Yesta yang mendengar jawaban seperti itu dari sang Kelabu tentu merasa sangat marah terihat jelas dari raut wajahnya. Yesta pun menjawab....

Selamat membaca🙏

"Mangapa demikian?! Aku sangat mencintainya dan tidak mungkin aku menggantikannya..!!!" Balas si pria dengan wajah yang masih saja menyiratkan amarah.

"Lalu, memangnya siapa yang kau maksud sangat mencintaiku itu..?! Dan apakah aku bisa mendapatkannya?" Tanyanya dengan masih sedikit merasa marah sekaligus penasaran.

Namun, di tengah perbincangan, Hujan tiba-tiba saja turun dengan derasnya dan hal itu memaksa Yesta untuk segera pulang ke rumahnya.

Sesampainya di rumah, ia tak langsung masuk ke dalam, melainkan terdiam di depan rumah untuk berteduh sembari meratapi Hujan yang tiba-tiba saja turun.

Ia berinisiatif untuk bertanya kepada sang Hujan:
"Mengapa kau datang saat aku tidak membutuhkanmu?

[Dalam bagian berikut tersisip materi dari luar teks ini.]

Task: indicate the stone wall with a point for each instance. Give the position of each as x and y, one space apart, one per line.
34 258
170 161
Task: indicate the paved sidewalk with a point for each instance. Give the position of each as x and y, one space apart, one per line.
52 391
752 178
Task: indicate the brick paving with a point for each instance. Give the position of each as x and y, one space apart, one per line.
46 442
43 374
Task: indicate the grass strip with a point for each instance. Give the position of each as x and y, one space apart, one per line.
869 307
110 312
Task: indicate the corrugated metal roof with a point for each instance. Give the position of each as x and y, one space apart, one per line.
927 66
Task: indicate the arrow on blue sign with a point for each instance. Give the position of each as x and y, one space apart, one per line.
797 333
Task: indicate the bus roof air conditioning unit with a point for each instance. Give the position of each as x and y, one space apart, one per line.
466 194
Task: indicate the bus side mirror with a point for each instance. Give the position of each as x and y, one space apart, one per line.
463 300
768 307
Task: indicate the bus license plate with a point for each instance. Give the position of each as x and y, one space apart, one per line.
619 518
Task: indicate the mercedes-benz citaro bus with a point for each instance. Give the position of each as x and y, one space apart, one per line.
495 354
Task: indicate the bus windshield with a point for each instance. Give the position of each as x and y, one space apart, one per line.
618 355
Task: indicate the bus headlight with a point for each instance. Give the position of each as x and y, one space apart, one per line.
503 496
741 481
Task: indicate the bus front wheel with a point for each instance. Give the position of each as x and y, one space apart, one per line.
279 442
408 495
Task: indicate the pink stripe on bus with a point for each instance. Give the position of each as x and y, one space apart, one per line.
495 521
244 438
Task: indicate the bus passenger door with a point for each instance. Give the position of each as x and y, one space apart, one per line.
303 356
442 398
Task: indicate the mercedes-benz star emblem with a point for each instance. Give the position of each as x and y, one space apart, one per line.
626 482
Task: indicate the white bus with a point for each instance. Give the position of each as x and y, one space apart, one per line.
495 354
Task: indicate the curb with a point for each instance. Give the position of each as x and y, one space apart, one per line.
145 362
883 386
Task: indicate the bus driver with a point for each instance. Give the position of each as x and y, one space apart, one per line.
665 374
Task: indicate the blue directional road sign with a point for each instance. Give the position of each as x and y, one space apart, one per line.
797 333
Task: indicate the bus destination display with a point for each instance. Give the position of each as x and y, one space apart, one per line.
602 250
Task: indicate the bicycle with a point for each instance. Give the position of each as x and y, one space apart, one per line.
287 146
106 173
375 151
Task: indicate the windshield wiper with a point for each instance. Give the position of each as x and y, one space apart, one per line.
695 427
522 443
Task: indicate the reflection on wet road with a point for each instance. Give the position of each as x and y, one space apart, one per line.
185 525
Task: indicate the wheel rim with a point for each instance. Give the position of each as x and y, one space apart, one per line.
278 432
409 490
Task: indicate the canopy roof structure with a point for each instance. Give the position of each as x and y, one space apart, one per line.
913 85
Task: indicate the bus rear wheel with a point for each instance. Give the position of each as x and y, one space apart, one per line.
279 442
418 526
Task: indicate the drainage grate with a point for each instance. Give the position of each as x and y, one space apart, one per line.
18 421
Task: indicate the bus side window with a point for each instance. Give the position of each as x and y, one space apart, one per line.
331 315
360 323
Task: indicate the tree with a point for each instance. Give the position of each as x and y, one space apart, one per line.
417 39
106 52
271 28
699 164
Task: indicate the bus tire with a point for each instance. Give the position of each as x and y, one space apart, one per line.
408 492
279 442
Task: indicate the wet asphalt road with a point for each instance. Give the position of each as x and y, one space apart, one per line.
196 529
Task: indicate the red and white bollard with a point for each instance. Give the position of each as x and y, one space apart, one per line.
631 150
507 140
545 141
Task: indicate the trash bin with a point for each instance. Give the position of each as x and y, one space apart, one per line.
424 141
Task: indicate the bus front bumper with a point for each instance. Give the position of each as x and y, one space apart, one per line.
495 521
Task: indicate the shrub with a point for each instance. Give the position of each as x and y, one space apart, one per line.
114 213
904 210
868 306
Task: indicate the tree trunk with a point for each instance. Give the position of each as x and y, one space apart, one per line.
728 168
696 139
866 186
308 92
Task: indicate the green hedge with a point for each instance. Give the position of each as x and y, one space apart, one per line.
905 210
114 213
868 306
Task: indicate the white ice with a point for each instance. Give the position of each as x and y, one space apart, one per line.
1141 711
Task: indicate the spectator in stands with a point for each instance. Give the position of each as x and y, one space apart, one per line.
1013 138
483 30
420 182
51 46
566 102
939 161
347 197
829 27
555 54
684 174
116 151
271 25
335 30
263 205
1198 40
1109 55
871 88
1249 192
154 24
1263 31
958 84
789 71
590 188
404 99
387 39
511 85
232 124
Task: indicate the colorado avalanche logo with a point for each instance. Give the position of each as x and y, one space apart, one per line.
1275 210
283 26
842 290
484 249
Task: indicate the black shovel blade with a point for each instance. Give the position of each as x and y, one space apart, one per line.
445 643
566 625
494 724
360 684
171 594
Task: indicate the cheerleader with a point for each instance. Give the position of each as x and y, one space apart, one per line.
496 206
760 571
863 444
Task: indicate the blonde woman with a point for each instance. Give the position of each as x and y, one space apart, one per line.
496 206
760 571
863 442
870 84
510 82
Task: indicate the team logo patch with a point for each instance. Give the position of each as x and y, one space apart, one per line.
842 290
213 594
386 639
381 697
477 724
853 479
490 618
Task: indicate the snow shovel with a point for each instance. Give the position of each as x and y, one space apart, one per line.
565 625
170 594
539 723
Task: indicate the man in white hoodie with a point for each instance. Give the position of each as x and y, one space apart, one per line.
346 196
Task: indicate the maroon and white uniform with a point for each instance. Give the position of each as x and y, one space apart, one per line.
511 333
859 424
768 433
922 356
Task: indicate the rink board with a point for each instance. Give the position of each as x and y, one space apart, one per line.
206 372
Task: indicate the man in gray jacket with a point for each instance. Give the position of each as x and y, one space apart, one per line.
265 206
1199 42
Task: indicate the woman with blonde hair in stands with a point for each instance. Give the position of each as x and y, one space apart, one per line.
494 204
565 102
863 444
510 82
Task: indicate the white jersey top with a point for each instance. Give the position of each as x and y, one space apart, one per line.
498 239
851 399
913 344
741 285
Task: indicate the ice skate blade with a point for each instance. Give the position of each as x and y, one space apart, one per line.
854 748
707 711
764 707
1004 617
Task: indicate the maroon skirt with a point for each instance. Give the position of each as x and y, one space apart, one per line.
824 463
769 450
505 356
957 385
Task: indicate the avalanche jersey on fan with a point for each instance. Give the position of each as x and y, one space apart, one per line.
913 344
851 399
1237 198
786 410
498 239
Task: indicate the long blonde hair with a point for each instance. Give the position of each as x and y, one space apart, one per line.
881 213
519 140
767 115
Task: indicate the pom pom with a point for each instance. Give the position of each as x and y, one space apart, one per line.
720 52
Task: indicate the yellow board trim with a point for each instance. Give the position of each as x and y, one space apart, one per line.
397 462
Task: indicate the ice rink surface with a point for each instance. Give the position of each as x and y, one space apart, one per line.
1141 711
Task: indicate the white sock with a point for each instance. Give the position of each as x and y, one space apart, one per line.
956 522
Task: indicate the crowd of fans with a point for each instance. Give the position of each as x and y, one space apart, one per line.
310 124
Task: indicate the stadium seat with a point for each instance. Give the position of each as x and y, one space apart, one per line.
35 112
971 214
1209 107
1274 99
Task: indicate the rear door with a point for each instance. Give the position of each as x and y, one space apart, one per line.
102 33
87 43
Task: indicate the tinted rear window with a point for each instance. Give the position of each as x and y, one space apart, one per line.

Apa kau juga berniat memisahkanku dengan Langit biru seperti yang dilakukan oleh Awan Kelabu tadi?!!" Tanya Yesta dengan penuh kemarahan.

Hujan yang mendengar itu pun tersenyum seolah mengejek setiap ocehan yang keluar dari si pria. Lalu sang Hujan pun menjawab:
"Jikalau aku tidak merasa kasihan padamu, aku tidak akan melakukan hal itu."

"KENAPAAA?!!!" Teriak si pria dengan emosi yang sudah tak dapat terbendung sehingga ia meluapkannya saat mendengarkan ucapan sang Hujan yang terkesan sangat tidak enak untuk di dengar.

"Kau sangatlah bodoh! Kau bahkan tak penah tau siapa yang selalu menantimu dengan tulus. Dan yang pasti, dia bukanlah sang Langit biru yang sangat kau kagumi itu." Jawab sang Hujan sembari tersenyum tulus.

Yesta hanya bisa termenung mendengar kata demi kata yang keluar dari sang Hujan tadi. Ia beryanya-tanya, 'siapakah yang dimaksud oleh sang Hujan?'

#Singkat_Cerita

Tak terasa, Hujan yang tadi turun dengan derasnya, kini mulai berhenti menyebabkan lingkungan yang tadinya kering sekarang di selimuti butiran-butiran sumber kehidupan.

Menghilangnya sang Hujan dan Kelabu secara bersamaan menyebabkan Langit yang tadinya biru sekarang mulai berubah menjadi semu oren karena hari sudah menunjukan waktu sore.

Yesta masih memikirkan perkataan sang Hujan yang masih saja melekat di benaknya sekaligus menjadi pertanyaan besar baginya.

Sekarang, ia baru saja selesai membersikan diri dari basahnya air Hujan yang tadi menerpanya saat perjalanan pulang.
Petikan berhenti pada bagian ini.